While Hisbah members have been responsible for "flogging and beating suspected criminals", unlike some vigilante groups "as of 2004, Human Rights Watch was not aware of killings by hisbah members". After Shari’a was introduced, "from 2000 to around 2002, there were "numerous reports of abuses by the hisbah", with flogging and beating punishments administered on the spot, particularly by non-official hisbah, but by 2003 abuses by the hisbah "appear to have decreased".

According to the Nigeria Stability and Reconciliation Programme (NSRP), while the "coercive disciplinary functions" of hisbah attract media attention, hisbah are also or could also be involved in dispute resolution, marriage counselling, helping the poor, etc.

==Blasphemy ==
Blasphemy is a criminal offense in both the Nigerian civil law and shari'a law. Some notable cases have been overturned or sent back to be retried. On 10 August 2020, Omar Farouq, a 16-year-old (tried as an adult under Islamic law having passed puberty), was sentenced to 10 years in prison with menial labour for "using foul language toward Allah in an argument with a friend." The case was protested by UNICEF, and after being held "for over five months with no access to family or lawyers" the case was overturned by the appellate division of the Kano State High Court and Farouq was released. Yahaya Sharif-Aminu, a 22-year-old music studio assistant who was sentenced to death on 10 August 2020 for making "a blasphemous statement against Prophet Mohammed in a WhatsApp Group", was "remitted back to the Sharia court for a retrial due to procedural irregularities".

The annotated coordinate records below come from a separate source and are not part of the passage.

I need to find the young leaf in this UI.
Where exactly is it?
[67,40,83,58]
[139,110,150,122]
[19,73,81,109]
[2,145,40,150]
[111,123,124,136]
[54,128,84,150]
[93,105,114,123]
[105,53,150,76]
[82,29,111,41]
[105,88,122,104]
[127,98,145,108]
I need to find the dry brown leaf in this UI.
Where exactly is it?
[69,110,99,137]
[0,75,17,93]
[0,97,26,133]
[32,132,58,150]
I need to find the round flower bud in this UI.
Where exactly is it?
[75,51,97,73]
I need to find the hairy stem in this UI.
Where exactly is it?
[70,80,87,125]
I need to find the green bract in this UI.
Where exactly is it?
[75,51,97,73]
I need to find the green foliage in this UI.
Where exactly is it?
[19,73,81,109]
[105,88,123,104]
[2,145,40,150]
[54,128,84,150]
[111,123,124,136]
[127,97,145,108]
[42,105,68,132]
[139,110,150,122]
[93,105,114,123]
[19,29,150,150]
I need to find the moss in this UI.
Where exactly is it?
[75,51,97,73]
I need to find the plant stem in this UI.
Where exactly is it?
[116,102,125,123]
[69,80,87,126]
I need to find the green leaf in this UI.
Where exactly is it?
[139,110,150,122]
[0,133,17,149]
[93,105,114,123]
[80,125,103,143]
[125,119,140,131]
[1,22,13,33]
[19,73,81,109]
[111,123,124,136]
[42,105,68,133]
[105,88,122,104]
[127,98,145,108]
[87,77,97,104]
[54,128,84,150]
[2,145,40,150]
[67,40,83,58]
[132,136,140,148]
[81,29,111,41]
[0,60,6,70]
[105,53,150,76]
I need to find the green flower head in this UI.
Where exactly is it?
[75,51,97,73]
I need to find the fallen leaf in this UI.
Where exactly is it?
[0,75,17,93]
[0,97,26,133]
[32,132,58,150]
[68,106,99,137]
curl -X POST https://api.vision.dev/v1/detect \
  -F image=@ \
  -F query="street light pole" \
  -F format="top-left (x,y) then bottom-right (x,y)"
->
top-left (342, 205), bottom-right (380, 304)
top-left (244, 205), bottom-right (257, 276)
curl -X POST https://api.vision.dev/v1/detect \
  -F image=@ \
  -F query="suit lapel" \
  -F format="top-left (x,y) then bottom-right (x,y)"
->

==Violations and issues of Sharia==
===Music===
Hisbah have targeted the playing of music as un-Islamic. In Kano State, on 30 May 2003, a group of about twenty hisbah disrupted a wedding party on the basis that it was an “immoral gathering” and that music was being played. Several guests, musicians and members of the wedding ceremony were beaten and injured. Musical instruments and a windscreen of a vehicle parked at the house were smashed as well. According to the police, the hisbah were armed with knives, sticks, and various swords. In an example of a clash between police and hisbah, local police arrested about thirty members of the hisbah, however, they were all released without charge.

=== Homosexuality ===
Homosexuality is a criminal offence in both the civil law of Nigeria and shari'a law. The two most common religions in Nigeria, Islam and Christianity, as well as the traditions of the people forbid homosexuality.

In 2014, homosexual men were targeted by Hisbah, the religious police. In Nigeria, federal law criminalizes homosexual behaviour, while states with Sharia law impose the death penalty, although no executions have been carried out.

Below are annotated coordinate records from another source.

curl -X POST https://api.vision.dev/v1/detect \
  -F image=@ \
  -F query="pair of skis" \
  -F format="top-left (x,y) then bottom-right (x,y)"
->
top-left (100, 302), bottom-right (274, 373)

In December 2018, several women in Kano were arrested by the Hisbah for allegedly planning a same-sex wedding. In January 2019, the 11 women were fined by the Sharia court under the state’s Immoral Acts law.

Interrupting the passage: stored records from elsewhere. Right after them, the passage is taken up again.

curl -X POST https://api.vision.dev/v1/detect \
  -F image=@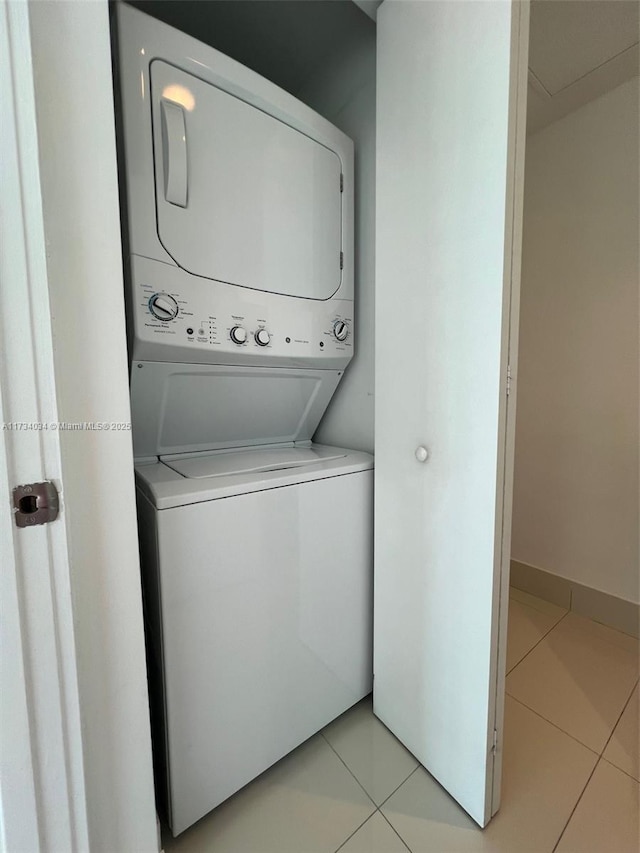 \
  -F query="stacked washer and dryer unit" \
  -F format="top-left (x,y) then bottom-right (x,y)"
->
top-left (118, 5), bottom-right (373, 835)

In July 2022, three men aged 20, 30 and 70 years old were charged with "committing the offence of sodomy" and sentenced to death by stoning (rajm).

===Mannequins===
As of 30 June 2021, the Kano State Hisbah Board (Kano State is the most populous in Nigeria as of the most recent census) banned the use of mannequins "to display clothes by tailors, supermarkets and boutique owners" in Kano state. The Hisbah Commander-in-Chief, Ustaz Harun Muhammad Sani Ibn Sina issued a statement: “Hisbah prohibits the use of mannequins at shops, commercial and private residences and other public places. This violates Islamic provisions, it is also responsible for immoral thoughts among some members of the public, all these are against Islam." In August 2021, it forbade the use of mannequins with heads to advertise clothing in shops, Ibn Sina stating, "Islam frowns on idolatry. With the head on it looks like a human being." the headless mannequins should be "covered at all times" because to show "the shape of the breast, the shape of the bottom, is contrary to the teachings of Sharia".

===Alcohol===
In 2020, the Kano State Hisbah Board implemented the destruction of 1,975,000 bottles of beer worth over N200 million (almost US$500,000) that had been confiscated within metropolitan Kano.

===Haircuts===
In 2020, the Kano State Islamic police shaved off the Mohawk hairstyles of young men on the pavements of Kano city. Another report stated that Afro hair was punished by Hisbah in Kaduna state, despite there being no such prohibition in Islam.

=== Execution(s) ===

From the time Nigeria's Sharia courts were reintroduced in 1999 to 2020, only one death sentence passed by the courts has been carried out. In 2002, a man who pled guilty to murdering a woman and her two children was convicted under Sharia laws in Katsina State and hanged.

== Sharia Court of Appeals ==
Recognized as a federal court of appeals under the government of Nigeria, the Sharia Court of Appeals is the most controversial of the judicial system. It exists within the Federal Capital Territory of Nigeria and is a part of the Unified Courts System. The Sharia Court of Appeals reviews cases involving Sharia law, particularly in the North and Northeast regions of the country. This has caused controversy because while the Sharia Court of Appeals interprets and reviews cases relating to Islamic law, they must also interpret the common and customary laws of the other regions of Nigeria.

==Controversy==

Some argue that as implemented in the north, Sharia violates the Constitution of Nigeria.

===Legal status===
Sharia used to be categorized as a customary law in Nigeria. This position has changed given the judicial pronouncement in the case of Alkamawa V Bello (1998) LPELR-SC.293/1991. Hence, Sharia is now seen as a distinct and universal legal system.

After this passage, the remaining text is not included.